Since the labor market saw a hit jobs report in January, with 517K new payrollsthe central bank has a strong case for continuing to raise interest rates, indicating both net investment income and dividend growth.
Floating rate exposure (Ares Capital)
9% premium on net asset value
Ares Capital is again trading at a 9% premium to book value, as evidenced by BDC’s fourth quarter and full year results.

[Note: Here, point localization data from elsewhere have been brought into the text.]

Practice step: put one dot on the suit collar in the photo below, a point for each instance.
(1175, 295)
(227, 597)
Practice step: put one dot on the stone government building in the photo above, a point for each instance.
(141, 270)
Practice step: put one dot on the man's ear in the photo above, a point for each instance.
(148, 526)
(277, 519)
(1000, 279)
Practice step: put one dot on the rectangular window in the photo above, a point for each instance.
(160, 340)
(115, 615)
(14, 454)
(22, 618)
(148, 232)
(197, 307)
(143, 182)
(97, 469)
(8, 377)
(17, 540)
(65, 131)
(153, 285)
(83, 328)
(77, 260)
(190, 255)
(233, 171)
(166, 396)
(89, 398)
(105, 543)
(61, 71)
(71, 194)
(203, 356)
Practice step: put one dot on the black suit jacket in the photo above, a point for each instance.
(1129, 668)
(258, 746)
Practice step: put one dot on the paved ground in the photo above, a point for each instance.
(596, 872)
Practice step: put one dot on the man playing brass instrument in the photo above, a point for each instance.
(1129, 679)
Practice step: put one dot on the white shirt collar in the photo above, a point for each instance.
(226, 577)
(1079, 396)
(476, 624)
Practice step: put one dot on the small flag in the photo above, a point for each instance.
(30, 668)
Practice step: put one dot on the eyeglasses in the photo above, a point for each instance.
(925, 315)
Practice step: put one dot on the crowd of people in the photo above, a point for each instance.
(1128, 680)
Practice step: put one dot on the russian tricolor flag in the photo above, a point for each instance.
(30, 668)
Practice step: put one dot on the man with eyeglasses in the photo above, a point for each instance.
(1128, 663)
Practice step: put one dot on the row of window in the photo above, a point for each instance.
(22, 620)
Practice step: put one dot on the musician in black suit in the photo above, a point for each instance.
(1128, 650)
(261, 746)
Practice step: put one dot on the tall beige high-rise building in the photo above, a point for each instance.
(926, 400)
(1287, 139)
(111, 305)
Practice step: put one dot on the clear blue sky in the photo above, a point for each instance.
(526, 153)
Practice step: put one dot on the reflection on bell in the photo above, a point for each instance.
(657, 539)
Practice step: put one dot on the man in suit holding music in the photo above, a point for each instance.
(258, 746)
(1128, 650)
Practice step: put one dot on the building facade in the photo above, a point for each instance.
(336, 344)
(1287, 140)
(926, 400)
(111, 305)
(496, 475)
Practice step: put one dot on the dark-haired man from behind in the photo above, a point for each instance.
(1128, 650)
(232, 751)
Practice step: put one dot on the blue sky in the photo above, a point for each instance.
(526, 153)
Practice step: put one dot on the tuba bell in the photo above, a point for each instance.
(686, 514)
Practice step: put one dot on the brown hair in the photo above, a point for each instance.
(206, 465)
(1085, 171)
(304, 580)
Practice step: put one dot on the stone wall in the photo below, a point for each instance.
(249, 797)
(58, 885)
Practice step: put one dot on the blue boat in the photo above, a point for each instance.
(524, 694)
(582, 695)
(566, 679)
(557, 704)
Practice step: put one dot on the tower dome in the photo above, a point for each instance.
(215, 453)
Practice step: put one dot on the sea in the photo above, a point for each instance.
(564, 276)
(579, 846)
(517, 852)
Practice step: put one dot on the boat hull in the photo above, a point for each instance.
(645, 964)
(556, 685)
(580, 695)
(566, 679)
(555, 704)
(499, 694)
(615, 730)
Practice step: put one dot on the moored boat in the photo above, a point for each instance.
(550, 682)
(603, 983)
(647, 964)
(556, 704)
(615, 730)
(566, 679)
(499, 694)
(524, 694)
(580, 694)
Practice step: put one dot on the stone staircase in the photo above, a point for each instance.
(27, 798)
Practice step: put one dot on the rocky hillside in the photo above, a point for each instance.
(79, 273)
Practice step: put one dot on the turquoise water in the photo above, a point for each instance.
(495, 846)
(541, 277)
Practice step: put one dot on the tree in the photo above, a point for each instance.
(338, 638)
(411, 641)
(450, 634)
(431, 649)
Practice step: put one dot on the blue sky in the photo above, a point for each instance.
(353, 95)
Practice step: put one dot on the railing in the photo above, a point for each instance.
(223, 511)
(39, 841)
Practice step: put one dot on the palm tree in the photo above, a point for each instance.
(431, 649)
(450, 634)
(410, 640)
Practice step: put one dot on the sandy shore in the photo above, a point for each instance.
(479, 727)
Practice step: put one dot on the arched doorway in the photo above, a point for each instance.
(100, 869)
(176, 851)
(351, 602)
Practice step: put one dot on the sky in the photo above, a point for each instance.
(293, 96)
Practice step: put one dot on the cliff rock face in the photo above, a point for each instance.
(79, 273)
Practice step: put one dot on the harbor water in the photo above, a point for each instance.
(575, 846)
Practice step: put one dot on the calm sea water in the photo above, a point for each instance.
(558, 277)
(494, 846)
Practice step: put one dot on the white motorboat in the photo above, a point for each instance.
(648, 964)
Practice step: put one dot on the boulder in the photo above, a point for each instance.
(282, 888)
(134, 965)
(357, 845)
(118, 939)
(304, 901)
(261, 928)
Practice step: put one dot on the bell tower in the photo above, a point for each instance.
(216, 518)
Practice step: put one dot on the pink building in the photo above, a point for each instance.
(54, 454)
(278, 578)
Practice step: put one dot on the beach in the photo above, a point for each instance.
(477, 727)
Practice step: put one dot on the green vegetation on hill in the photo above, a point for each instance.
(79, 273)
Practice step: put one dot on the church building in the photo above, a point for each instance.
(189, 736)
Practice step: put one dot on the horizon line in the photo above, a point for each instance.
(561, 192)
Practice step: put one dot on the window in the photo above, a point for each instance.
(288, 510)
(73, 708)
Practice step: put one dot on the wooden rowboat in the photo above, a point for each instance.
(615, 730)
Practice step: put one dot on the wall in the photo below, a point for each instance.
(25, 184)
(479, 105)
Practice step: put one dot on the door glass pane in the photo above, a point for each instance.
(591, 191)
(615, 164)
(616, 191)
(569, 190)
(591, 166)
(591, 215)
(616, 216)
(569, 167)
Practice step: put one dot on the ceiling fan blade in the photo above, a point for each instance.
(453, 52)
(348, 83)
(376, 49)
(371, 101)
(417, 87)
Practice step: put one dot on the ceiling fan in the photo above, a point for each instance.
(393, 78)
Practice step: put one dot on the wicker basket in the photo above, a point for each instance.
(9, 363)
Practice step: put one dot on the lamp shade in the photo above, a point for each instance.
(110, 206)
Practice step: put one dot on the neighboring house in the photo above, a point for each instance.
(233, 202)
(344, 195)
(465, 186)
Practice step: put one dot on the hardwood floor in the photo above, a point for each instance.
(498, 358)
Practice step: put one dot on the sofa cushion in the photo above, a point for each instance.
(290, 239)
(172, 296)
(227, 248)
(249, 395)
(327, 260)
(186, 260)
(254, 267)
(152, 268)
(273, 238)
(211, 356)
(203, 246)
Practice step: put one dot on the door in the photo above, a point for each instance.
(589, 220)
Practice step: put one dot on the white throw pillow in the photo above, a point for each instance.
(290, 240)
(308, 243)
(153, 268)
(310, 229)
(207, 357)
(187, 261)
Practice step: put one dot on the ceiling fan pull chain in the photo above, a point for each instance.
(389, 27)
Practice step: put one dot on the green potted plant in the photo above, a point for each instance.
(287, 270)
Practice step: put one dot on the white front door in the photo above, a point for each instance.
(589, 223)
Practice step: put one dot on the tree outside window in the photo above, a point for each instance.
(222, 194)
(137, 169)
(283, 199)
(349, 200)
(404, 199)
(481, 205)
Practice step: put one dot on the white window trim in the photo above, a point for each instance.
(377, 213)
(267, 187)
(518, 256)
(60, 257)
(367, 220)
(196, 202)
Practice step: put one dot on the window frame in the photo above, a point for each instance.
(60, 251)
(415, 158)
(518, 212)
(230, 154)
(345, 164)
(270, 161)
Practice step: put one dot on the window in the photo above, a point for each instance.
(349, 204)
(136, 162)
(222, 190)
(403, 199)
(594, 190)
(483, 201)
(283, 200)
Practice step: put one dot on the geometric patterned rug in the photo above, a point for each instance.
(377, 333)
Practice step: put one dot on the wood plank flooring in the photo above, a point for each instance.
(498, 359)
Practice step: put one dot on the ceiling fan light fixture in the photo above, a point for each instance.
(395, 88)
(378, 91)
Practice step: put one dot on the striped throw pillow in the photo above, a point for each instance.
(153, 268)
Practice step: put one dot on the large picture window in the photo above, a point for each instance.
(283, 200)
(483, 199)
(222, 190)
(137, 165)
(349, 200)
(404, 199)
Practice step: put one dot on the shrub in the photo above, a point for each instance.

Ares Capital’s floating rate debt portfolio offers excellent dividend coverage, decent portfolio quality and upside portfolio income, and passive income investors are willing to pay for a competent investment manager.
Why Ares Capital Might See a Lower/Higher Valuation
Ares Capital’s credit quality is not a concern at this time, but that could change in the future if the business development company encounters economic headwinds that result in increased defaults.
Additionally, Ares Capital has significant exposure to floating interest rates, and a strong labor market is currently supporting the central bank’s policy to continue raising interest rates.
However, a slower pace of rate hikes in 2023 and interest rate cuts would likely dampen Ares Capital’s portfolio revenue growth, which is tied to investments in BDC’s floating rate debt.
My conclusion
Ares Capital remains one of the best BDCs available for passive income investors to purchase for themselves or their children.
In the fourth quarter, the business development company’s dividend was covered by net investment income, indicating that it is well managed. The dividend has room for growth, depending on the payout rate of 80% for 2022, which you (or your children) will appreciate.
Despite the fact that Ares Capital shares are again trading at a premium to net asset value, the company’s large diversified debt portfolio, floating rate exposure and strong dividend coverage ratio make it a BDC with a very reliable dividend yield of 9.6%.
Ares Capital is a long-term investment that I hope I never have to sell.